É uma história simples, que até poderia render um filme interessante e mais divertido, caso não fosse uma junção desequilibrada de outros filmes melhores, como o próprio Piratas do Caribe – que apesar das qualidades, envelheceu mal, e não deveria servir de modelo tão óbvio, mas isso é assunto para outro texto – e a maior de todas as aventuras de matinê, Os Caçadores da Arca Perdida (Raiders of the Lost Ark, 1981). Apesar de realizar um trabalho decente, o diretor Jaume Collet-Serra claramente ficou à mercê do que o estúdio esperava e faltou a ele um pouco de uma visão que poderia dar um mínimo de personalidade ao filme. Das duas, uma: ou poderiam ter apostado num estilo mais voltado para a matinê clássica, e aí eu destacaria um diretor cujo trabalho se encaixaria perfeitamente nesse caso, que seria Joe Johnston (Rockteer, Capitão América: O Primeiro Vingador); ou tratariam tudo com muita ironia, galhofa e cinismo, obviamente sem deixar de lado o apelo familiar que se espera de um produto Disney. Esse exercício de imaginar o que poderia ter sido serve apenas para mostrar que a história tinha sim potencial, a despeito de sua origem simplória.

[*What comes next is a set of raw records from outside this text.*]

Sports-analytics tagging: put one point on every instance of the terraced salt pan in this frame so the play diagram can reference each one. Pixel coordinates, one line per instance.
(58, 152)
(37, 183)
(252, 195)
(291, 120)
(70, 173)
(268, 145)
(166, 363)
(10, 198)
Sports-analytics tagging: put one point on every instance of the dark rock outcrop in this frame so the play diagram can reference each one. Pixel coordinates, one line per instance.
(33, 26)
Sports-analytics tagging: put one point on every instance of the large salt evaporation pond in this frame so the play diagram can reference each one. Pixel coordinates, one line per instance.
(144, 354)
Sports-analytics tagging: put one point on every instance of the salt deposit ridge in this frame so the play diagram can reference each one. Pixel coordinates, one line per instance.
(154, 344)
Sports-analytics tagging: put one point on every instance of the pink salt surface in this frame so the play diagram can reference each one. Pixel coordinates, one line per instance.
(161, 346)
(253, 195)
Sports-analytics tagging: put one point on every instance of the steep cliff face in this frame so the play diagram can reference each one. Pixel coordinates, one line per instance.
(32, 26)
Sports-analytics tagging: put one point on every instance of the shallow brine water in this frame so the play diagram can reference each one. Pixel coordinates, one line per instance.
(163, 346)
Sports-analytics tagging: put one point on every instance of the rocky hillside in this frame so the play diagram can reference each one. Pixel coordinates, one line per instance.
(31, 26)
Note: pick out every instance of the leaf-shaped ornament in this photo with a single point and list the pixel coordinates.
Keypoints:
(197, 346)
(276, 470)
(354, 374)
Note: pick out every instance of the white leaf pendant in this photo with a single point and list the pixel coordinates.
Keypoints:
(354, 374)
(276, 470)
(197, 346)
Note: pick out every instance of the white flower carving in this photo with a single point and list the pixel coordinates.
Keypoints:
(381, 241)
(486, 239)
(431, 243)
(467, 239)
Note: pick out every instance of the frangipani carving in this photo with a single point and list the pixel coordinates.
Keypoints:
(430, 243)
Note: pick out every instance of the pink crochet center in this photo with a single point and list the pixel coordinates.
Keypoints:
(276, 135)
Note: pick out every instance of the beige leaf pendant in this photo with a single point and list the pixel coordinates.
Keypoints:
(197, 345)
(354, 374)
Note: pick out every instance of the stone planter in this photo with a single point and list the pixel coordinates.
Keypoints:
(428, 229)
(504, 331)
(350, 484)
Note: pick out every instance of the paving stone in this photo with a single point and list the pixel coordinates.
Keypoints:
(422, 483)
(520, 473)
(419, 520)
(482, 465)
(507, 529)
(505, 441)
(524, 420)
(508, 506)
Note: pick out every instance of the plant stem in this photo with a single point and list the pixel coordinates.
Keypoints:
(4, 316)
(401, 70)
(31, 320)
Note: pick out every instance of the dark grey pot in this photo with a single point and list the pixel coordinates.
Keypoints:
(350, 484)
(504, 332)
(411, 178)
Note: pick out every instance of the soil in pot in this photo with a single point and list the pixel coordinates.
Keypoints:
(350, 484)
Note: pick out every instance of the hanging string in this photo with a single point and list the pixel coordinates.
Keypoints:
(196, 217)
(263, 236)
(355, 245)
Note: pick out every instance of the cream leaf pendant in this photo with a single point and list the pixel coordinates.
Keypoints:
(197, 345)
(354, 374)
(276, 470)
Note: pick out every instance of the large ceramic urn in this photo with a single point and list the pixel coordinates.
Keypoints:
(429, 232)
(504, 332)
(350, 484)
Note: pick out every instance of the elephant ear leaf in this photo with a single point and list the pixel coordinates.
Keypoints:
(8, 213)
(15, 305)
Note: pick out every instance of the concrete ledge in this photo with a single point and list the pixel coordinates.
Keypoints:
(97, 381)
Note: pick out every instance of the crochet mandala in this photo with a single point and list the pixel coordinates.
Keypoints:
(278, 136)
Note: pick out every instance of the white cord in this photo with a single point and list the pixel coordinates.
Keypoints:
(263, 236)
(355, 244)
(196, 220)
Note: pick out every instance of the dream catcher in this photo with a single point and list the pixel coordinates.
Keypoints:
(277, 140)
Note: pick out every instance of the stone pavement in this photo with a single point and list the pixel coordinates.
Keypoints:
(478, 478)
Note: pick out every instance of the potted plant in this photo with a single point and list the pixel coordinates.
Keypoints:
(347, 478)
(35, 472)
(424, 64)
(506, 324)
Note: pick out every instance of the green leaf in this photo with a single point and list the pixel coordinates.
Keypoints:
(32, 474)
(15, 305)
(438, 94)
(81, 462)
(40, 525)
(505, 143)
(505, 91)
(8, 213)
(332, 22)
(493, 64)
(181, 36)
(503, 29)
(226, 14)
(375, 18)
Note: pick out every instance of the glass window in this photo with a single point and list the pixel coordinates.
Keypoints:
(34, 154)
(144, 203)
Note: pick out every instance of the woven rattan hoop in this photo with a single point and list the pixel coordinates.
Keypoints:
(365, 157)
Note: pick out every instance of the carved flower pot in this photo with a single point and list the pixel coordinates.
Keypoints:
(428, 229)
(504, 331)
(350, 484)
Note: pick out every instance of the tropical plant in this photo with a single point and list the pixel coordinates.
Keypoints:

Chega a ser decepcionante perceber que estão presentes alguns elementos que tornariam o filme, se não memorável, ao menos divertido e inteligente. A começar pelo elenco. Se The Rock se mantém como um ator limitado, usando apenas de seu imenso carisma para tentar sustentar o filme, o mesmo não pode ser dito de Emily Blunt e Jack Whitehall, que fazem milagres com o rascunho de personagens que lhes são entregues. Ela, além de render um ótima parceria com The Rock – que, infelizmente, o roteiro insiste em transformar em um romance sem graça –, ainda se sai relativamente bem ao fazer de sua Lily uma mulher atrevida, teimosa e espirituosa, que defende a si mesma nas cenas de ação. Whitehall, por outro lado, tem o papel mais ingrato: foi amplamente divulgado que seu personagem seria assumidamente gay, o primeiro de uma aventura Disney, mas essa suposta representatividade é, para ser gentil, extremamente tola, visto que sua sexualidade é apenas insinuada e, para piorar, ele assume o estereótipo do gay afeminado e frágil, quase uma donzela em perigo. Ainda que o ator se esforce para dar o mínimo de dignidade ao personagem – e quase consegue, algumas vezes, apesar do filme tentar sabotá-lo constantemente – chega a ser ofensivo todo o tratamento dado a ele. O restante do elenco, de Jesse Plemons, passando Paul Giamatti e Edgar Ramirez, nem se esforça para tirar seus personagens da unidimensionalidade, sendo o caso de Plemons o mais grave, pois seu Príncipe Joachim é tão caricato que soa mais ridículo que ameaçador.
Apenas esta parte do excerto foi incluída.